JP2007206717A - Inkjet recording method - Google Patents

Abstract

<P>PROBLEM TO BE SOLVED: To provide an inkjet head recording method for forming a coloring layer having a uniform coating in a color filter of which the coloring layer is formed by discharging a coloring material by an inkjet head. <P>SOLUTION: The inkjet recording method is characterized in that a voltage to be applied to a signal electrode of the inkjet head is adjusted by selecting a correction voltage value from a predetermined correction voltage curve and a coating thickness correlation graph by taking a cell of the color filter as a unit only for a predetermined time period from recording start position of the inkjet head. <P>COPYRIGHT: (C)2007,JPO&INPIT

Description

  The present invention relates to an ink jet recording method in which a colorant is discharged as fine droplets and a method for producing a color filter.

  Conventionally, in order to mitigate an increase in the viscosity of ink due to drying of the nozzle portion of the ink jet head, it has been proposed to give a slight vibration to the nozzle portion and the ink in the head within a range where the ink is not discharged. Japanese Patent Application Laid-Open No. 61-035963 proposes that ink is reliably ejected from the first recording signal by vibrating the ink in the ejection orifice by a vibrating means that applies minute vibrations to the vicinity of the nozzle. Further, in Japanese Patent Laid-Open No. 9-141882, in order to solve a discharge failure during printing in a non-recording state such as when waiting for printing, and printing under a low temperature and high temperature environment, the ink is not discharged by a discharge pressure generation signal regardless of the presence or absence of printing. It has been proposed to provide a signal to swing the meniscus. Japanese Patent Laid-Open No. 9-290505 proposes that a high frequency alternating electric field is applied to a piezoelectric vibrator of a non-ejection nozzle to vibrate in order to prevent clogging of a nozzle that does not eject ink during recording.

Further, in the production of a color filter using the ink jet method, the ink is periodically forcibly discharged outside the print area immediately before the start of ejection before the ink in the nozzle portion thickens due to drying, or in Public Notice 0596785, It has been devised to form a frame serving as a preliminary ejection region immediately before the color panel portion on the glass substrate to perform ink ejection necessary for stabilizing ink ejection.
Japanese Patent Laid-Open No. 61-035963 Japanese Patent Laid-Open No. 9-141882 JP-A-9-290505

  However, when microvibration is simply applied by the conventional method, clogging can be prevented, but the viscosity of the ink increases and the ejection amount changes.
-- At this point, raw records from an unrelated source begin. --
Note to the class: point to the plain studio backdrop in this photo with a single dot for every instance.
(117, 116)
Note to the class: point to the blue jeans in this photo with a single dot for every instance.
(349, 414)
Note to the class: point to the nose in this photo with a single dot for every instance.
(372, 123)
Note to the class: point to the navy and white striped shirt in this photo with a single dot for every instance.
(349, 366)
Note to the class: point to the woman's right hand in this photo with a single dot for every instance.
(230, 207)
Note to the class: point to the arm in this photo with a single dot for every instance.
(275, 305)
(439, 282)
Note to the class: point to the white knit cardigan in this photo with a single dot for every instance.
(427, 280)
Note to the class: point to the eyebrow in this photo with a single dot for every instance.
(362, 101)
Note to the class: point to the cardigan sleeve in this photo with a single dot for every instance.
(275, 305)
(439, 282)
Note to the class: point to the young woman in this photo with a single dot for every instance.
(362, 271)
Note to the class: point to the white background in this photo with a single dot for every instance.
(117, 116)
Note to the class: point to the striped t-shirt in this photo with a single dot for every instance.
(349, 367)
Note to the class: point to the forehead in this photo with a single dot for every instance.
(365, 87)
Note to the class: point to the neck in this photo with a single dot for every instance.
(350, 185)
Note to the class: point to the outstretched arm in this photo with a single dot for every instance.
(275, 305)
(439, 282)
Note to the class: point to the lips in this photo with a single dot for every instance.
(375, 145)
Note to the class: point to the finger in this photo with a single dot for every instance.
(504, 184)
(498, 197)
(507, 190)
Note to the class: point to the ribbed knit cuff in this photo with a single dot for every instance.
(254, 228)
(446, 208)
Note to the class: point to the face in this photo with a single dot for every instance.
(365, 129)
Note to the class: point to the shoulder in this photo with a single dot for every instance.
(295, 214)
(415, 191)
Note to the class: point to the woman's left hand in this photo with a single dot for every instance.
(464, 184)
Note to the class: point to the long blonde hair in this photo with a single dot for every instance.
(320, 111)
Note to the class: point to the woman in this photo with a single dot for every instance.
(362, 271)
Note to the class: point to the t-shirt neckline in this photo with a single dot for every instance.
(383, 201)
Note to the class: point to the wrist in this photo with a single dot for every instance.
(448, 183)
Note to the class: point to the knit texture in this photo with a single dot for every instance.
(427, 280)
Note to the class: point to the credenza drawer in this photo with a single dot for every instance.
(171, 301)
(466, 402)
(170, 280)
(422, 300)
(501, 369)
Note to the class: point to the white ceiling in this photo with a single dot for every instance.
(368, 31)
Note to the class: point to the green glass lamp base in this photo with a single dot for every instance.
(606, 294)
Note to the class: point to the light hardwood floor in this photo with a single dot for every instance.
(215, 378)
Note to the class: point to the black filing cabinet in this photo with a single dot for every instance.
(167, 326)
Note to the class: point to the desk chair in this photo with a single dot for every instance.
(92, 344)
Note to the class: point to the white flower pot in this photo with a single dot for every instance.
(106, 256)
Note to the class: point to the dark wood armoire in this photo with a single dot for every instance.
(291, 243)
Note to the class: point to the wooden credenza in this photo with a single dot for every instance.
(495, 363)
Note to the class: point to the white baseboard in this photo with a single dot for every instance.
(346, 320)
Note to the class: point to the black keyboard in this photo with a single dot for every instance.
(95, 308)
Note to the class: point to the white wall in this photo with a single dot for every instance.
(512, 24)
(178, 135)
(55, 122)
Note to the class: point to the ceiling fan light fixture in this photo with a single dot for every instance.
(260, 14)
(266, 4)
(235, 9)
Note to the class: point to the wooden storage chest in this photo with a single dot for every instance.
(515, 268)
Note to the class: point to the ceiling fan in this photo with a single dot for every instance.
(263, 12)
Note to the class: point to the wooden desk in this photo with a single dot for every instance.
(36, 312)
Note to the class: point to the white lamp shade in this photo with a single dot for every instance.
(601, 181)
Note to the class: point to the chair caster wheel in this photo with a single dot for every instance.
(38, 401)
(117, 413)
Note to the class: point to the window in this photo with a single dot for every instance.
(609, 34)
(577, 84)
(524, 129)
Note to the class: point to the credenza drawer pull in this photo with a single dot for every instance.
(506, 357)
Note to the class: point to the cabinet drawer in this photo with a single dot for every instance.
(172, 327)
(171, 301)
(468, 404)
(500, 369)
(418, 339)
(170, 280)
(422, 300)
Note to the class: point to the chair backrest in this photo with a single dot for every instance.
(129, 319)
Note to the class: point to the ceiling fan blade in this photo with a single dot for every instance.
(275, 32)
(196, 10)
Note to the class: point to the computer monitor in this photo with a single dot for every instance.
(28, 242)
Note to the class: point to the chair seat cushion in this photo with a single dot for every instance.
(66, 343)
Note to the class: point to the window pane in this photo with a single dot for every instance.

Further, applying a slight vibration during recording has a problem that residual vibration occurs in the head and the discharge amount of the discharge nozzle changes. These changes in the discharge amount have been a problem in printing that coats a color filter that requires a uniform discharge amount.

  Further, the forced ink discharge consumes ink more than necessary, and the ink is discharged away from the print area. Therefore, the viscosity is increased again at the start of printing, and the landing position shifts. In addition, setting the preliminary discharge area has a limitation on the number of panels on the glass substrate and pattern formation, and there is a problem that a sufficient area cannot be secured for stable discharge.

  The ink jet recording method of the present invention has been made to solve the above problems, and an object of the present invention is to provide an ink jet recording method for forming a uniform coating film with stable landing accuracy and coating amount.

  In order to solve the above-described conventional problems, in the ink jet recording method of the present invention, the voltage applied to the signal electrode of the ink jet head is a predetermined unit only for a predetermined time from the recording start position of the ink jet head. The voltage is adjusted.

  According to the recording method of the ink jet head of the present invention, it is possible to form pixels having a uniform discharge amount without discarding the ink in the nozzle portion that has been thickened due to the effect of drying at the start of printing.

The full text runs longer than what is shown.